極上ドクターは再会したママとベビーを深い愛で包み込む

 会話をしているうちに、車は今朝見たマンションの地下へと入っていった。
 ……え? マンション?
 少し戸惑ったけれど、どこかの店にふたりで入って他の職員に見られて、変な噂が立つのはまずい。篠宮先生はただでさえその容姿とスリムな長身で目立つのだ。自宅で話すのが一番安全だろうと思い改めた。
 部屋に入ると、先生はジャケットを脱いでソファに座るよう促した。私は「失礼します」とおずおずと座る。先生はL字のソファの角を挟んで腰掛け、背もたれに寄りかかった。
「それで、話というのは?まあ検討はつくが」
「検討がつく?」
「いわゆる一夜の過ちがあったかどうかだろう?そんなものはない。君は熟睡していたし、俺のほうは素面だったからな」
「あ、いえっそうじゃなくてっ」
 つい強い口調になり、先生は少なからず驚いた様子で黙った。
 心臓が早鐘を打っているのを感じる。けれど、聞かないわけにはいかない。

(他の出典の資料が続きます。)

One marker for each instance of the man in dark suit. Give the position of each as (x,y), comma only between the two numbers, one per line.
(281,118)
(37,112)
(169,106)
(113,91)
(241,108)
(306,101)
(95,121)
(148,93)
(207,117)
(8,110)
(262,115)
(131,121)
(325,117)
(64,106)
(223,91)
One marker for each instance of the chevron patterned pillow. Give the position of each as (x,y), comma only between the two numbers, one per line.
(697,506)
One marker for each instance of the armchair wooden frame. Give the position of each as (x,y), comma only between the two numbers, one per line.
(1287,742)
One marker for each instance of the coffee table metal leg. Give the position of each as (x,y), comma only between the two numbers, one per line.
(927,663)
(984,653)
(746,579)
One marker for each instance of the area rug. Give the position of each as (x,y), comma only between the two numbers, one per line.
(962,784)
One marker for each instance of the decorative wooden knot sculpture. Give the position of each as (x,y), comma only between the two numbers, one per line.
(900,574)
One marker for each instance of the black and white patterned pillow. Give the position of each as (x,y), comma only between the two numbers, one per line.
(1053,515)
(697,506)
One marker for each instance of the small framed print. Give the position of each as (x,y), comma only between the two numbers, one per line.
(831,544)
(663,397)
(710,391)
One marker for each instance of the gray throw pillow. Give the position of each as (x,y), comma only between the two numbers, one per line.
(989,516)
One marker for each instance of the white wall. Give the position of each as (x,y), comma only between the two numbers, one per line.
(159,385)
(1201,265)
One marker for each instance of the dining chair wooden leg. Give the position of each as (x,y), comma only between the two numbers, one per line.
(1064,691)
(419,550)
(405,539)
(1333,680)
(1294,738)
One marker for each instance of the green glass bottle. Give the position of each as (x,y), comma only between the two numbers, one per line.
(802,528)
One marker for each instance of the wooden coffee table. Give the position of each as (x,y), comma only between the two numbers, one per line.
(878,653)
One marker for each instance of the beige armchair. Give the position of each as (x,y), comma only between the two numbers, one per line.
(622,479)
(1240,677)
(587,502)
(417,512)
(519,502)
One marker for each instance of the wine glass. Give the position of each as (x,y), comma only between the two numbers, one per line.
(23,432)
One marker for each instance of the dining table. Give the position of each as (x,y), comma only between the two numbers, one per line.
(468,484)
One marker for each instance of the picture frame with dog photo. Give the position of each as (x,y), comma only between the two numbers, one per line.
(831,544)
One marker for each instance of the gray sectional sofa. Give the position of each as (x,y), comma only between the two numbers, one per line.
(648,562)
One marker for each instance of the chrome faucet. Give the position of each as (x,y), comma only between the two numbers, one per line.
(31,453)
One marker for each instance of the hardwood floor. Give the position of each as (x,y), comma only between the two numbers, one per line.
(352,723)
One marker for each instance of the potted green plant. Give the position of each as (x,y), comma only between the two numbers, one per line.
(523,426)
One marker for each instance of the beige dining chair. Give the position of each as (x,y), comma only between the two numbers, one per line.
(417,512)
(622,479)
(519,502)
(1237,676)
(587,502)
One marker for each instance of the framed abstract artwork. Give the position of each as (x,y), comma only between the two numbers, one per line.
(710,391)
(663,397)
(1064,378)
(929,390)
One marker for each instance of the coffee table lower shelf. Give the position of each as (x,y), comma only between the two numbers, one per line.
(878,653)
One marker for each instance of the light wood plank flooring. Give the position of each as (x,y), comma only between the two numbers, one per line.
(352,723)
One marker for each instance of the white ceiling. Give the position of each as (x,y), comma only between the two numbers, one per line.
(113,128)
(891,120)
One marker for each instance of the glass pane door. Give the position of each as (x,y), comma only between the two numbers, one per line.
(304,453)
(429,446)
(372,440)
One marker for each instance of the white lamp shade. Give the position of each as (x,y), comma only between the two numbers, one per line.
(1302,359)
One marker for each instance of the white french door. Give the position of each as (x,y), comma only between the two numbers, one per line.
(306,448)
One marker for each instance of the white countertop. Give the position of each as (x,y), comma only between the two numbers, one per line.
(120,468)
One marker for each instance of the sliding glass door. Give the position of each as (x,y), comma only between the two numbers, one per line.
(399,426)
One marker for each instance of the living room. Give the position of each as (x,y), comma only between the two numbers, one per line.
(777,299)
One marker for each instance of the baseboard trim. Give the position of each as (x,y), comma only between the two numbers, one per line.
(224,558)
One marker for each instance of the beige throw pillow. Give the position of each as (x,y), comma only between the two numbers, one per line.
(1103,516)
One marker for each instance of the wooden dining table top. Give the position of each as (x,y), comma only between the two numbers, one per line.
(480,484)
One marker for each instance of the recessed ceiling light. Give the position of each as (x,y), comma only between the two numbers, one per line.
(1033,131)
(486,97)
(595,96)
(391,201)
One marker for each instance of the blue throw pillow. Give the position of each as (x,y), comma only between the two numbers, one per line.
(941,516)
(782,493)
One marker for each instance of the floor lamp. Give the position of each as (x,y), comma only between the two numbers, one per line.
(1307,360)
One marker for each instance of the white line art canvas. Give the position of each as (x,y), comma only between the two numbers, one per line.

鍵を返すだけだったらあの場で済んだものを、わざわざ部屋にまで入れてもらっているんだから。
 ごくりと唾をのんで、思い切って尋ねる。
「……身体、見ましたか?」
 先生は不思議そうに首を傾げた。
「過ちはないと言っただろう」
「あの、それはわかるんですが……」
「シャツの首元が苦しそうだったから、上のボタンをいくつかはずした。そのとき多少下着は見えたが」
 これはホッとしていいものなのか否か。直に肌が見られたわけではないとしても、下着だってよく見れば気づかれてしまうはず……。